Feeding Coral Shrimp

droth

Member
Hi guys I was hoping someone could help me. I have a 45 gallon aquarium with a Spotted Yellow Wrasse and a Coral Banded Shrimp as well as numerous corals. I've had these for about a month now and was feeding fish pellets and frozen coral food but when I started to have algae problems I quit feeding the frozen coral food and reduced the pellets to one feeding every two days. For the last couple weeks I've noticed that the shrimp is coming out much more during the day than he ever has and also noticed that when ever I have a feeding the wrasse darts around and eats all the pellets before the shrimp has any chance of getting food. Should I be worried about this? Is there a way to feed the shrimp without the fish eating all the food?

David
 

BigAl07

Administrator
RS STAFF
David your pellets (loaded with preservatives) could also be leading to some water (aka algae) issues. Might want to evaluate that as well.

As far as "feeding" goes feed the wrasse on one side and at the same time get some food down to the shrimp a couple of times a week. :)
 

droth

Member
BigAl can you tell me what and how you feed your fish & corals? I'd love to have this bubble and red bacteria algae to disappear. I've added an additional power head and a Tunze Skimmer but I still have this stuff growing.

temperature: 78°F
specific gravity: 1.023
pH: 8.0
ammonia: 0
nitrite: 0
nitrate: 20 ppm

Started adding RO salt water and live rock January 08, 2010.
45 gallon tank
53lbs fully cured live rock
60lbs of live sand
Aquaclear 70 Filter
3 Power heads
Tunze Skimmer
Current Nova Extreme Pro Light (6 – T5 Bulbs, 4 white & 2 blue)
Heater
(1) Three headed pink tipped coral
(1) Two headed frog spawn
(1) Bubble Coral
(1) Brain Coral
(4) Neon Green Mushroom Coral
(1) Spotted Yellow Wrasse
(1) Coral Banded Shrimp
 

BigAl07

Administrator
RS STAFF
David,
below is my "Canned Speech" for Algae
BigAl07 said:
Algae is best battled from every angle possible. Here's what I'd suggest:
  • A) Test RO/DI for elevated TDS (time to replace filters)
  • B) What are you feeding, how much, and how often?
  • C) What's your water change schedule and amount?
  • D) Start MANUAL removal often and accompany it with an immediate water change to help export some of the algae from your system.
  • E) What type of lights, how long are they on and how old are the bulbs?
  • F) Evaluate your Clean Up Crew
  • G) Evaluate any mechanical filtration you have on your system (filter socks, sponges, bio-balls, etc)
  • H) What are your current test results?

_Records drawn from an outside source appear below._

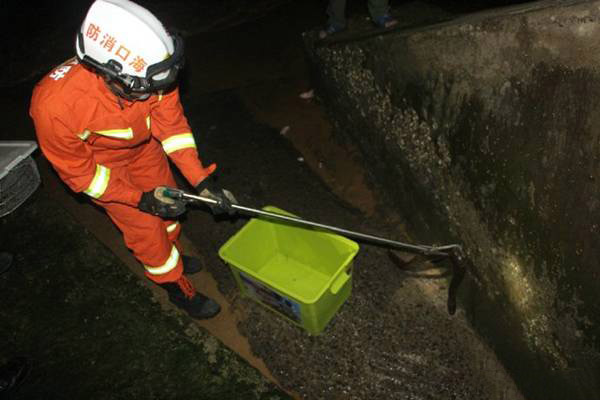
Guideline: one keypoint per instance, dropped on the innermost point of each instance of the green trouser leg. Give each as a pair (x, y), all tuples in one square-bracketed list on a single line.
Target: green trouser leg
[(337, 13), (378, 8)]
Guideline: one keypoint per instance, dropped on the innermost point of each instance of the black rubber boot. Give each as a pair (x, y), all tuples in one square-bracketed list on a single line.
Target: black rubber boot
[(184, 296), (191, 265), (5, 261)]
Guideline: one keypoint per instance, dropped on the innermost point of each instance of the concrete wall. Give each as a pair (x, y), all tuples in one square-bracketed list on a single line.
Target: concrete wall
[(486, 131)]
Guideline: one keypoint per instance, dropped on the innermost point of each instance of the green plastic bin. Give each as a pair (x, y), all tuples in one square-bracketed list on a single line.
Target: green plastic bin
[(302, 273)]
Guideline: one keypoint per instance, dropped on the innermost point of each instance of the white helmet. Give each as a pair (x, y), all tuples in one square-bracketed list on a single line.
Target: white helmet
[(127, 44)]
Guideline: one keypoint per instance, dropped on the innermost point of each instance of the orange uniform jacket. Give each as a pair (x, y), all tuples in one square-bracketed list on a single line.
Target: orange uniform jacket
[(114, 150), (85, 130)]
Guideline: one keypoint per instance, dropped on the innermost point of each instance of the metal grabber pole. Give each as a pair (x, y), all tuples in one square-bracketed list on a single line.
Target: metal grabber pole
[(452, 252)]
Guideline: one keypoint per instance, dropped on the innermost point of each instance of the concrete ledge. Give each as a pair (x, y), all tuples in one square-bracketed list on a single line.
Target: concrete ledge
[(488, 128)]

It's almost futile to fight the symptom and not the root cause. This is like getting a nasty cut on your neck with blood pouring out on your new carpet. Instead of stopping the bleeding (and saving your life) you pour stain remover on the carpet and start scrubbing the carpet. You're gonna keep bleeding and eventually over-power the stain killer. In the end you'll bleed out:explode: AND have badly stained carpet. :smack:

As for how I feed...

I'm the extremist as far as feeding because I feed very lightly. Some people have gone as far as to say "You're starving your fish to death. They are short lived and during that time they will be sickly." Well many of my fish are 3 years old and almost all of them are at least 2 years old. I'd think that "starvation" or "malnutrition" would have kicked in by now . . .

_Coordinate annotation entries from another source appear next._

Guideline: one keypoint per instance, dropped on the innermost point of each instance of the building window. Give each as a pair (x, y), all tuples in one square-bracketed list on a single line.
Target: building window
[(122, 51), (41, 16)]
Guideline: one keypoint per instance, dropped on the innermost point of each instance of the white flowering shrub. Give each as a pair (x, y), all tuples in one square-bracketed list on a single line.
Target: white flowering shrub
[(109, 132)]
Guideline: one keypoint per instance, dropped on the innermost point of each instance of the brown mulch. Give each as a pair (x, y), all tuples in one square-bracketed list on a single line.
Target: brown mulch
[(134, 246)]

One side note... I pick my fish because they fit into my feeding regimen and don't need to be fed several times a day.


  • A) I put an algae clip in 1x a day with short strips of shredded Nori (Red, brown and or green).
  • B) I put a thumbnail sized piece of Rod's (Original & Herbivore Mix) into a container and thaw with tank water. I put about 1/2 of this into the tank every other day or so. This is about what my tank can consume in 2-3 minutes.
  • C) 1x - 2x a week I feed some "other" type of food... Mysis, Krill, or San Francisco Bay Multi-Pak. Each of these are thawed in RO/DI water, strained through a tea strainer, the water is discarded and a portion fed to the tank.
  • D) 1x in a blue moon I'll get something fresh from the deli (shrimp, scallop, clam etc) and cut into small pieces and feed to the tank.

Don't fret the Algae. It CAN be defeated but it's a slow deliberate process. Just be sure to attack from every angle possible and stick with it.